In the Soviet Union times the island was well-known primarily to our military men. The name of the island was often mentioned in the Western media when there was raised an uproar over “Soviet Union’s military presence” in the Red Sea and Horn of Africa Regions. Today also many people, both in Russia and abroad, believe that Socotra was a place where an important Soviet military base was developed like it was in Berbera, on the northern coast of Somali.
Leaving Berbera in 1977 the Soviet Union lost its big port equipped with a mooring, an important communication center, which was eventually transferred to Aden suburbs in the then existing South Yemen, a tracker station, a tactical missile warehouse, as well as a big fuel storage and accommodation facilities for one thousand fifty people. However, since before in relations between the Soviet Union and Somali had been broken off, Soviet military ships preferred rather to anchor off Yemeni Island Socotra’s coast than in the Berbera port.
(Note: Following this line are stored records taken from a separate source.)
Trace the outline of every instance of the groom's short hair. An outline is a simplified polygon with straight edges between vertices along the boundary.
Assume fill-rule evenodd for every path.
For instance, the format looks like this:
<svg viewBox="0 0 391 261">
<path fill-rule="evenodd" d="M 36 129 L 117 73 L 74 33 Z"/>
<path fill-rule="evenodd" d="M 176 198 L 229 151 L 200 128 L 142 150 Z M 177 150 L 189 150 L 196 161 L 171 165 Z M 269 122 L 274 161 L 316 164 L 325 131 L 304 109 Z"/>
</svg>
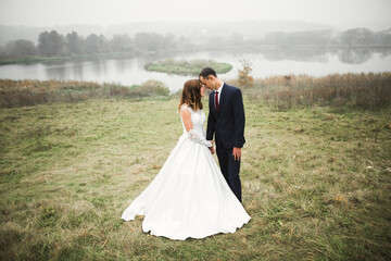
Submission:
<svg viewBox="0 0 391 261">
<path fill-rule="evenodd" d="M 217 78 L 217 74 L 216 74 L 216 72 L 215 72 L 213 69 L 211 69 L 211 67 L 204 67 L 204 69 L 201 71 L 199 77 L 202 76 L 203 78 L 207 78 L 210 75 L 213 75 L 213 76 L 215 76 L 215 77 Z"/>
</svg>

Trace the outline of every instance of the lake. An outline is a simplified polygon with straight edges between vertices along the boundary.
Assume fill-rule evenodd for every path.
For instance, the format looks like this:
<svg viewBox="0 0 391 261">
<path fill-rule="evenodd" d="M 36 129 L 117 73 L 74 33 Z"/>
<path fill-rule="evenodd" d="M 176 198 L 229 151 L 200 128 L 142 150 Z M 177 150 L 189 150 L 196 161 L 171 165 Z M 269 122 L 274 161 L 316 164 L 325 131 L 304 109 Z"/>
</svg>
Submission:
<svg viewBox="0 0 391 261">
<path fill-rule="evenodd" d="M 236 78 L 243 59 L 252 63 L 255 78 L 273 75 L 306 74 L 325 76 L 343 73 L 379 73 L 391 71 L 391 50 L 344 49 L 324 50 L 268 50 L 268 51 L 198 51 L 171 57 L 136 57 L 127 59 L 96 59 L 88 61 L 56 61 L 33 64 L 0 66 L 0 78 L 10 79 L 76 79 L 98 83 L 118 83 L 130 86 L 149 79 L 165 83 L 172 92 L 182 88 L 184 83 L 197 76 L 169 75 L 148 72 L 143 69 L 150 61 L 173 58 L 175 60 L 215 60 L 232 64 L 234 69 L 218 75 L 222 79 Z"/>
</svg>

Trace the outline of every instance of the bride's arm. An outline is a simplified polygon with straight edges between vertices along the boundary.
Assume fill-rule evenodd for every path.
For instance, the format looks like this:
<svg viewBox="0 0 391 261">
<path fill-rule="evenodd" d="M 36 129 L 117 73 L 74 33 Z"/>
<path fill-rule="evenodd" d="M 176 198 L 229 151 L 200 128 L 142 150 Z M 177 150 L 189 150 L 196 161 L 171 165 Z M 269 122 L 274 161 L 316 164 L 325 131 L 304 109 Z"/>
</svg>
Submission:
<svg viewBox="0 0 391 261">
<path fill-rule="evenodd" d="M 212 147 L 212 144 L 205 139 L 205 137 L 201 137 L 198 133 L 193 130 L 192 122 L 191 122 L 191 112 L 189 110 L 180 110 L 180 116 L 182 117 L 182 122 L 188 132 L 189 137 L 199 144 L 205 145 L 206 147 Z"/>
</svg>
At that Socotra had neither a port nor a mooring. It did not have any warehouses and beach installations, any Soviet airdromes or communication centers or something like that. Nevertheless, in February 1976 the American Intelligence service noted that “Though Soviet combatant ships have a base to stay in Berbera, most of them can be seen not far from Socotra Island at the entry in Gulf of Aden and this practice is apparently going to be continued.” Indeed, it was even after the breach between the Soviet Union and Somali and the Soviet base had ceased to exist in Berbera.
However, according to Vladimir Agafonov, a military interpreter and Orientalist, who many times visited Socotra in a professional capacity in 1976-1980, the island has never been used as a naval, air force or rocket base by the Soviet Union. At that time big landing ships of the Soviet fleet assisted the government of South Yemen in supplying consumer goods to the island isolated from blessings of civilization.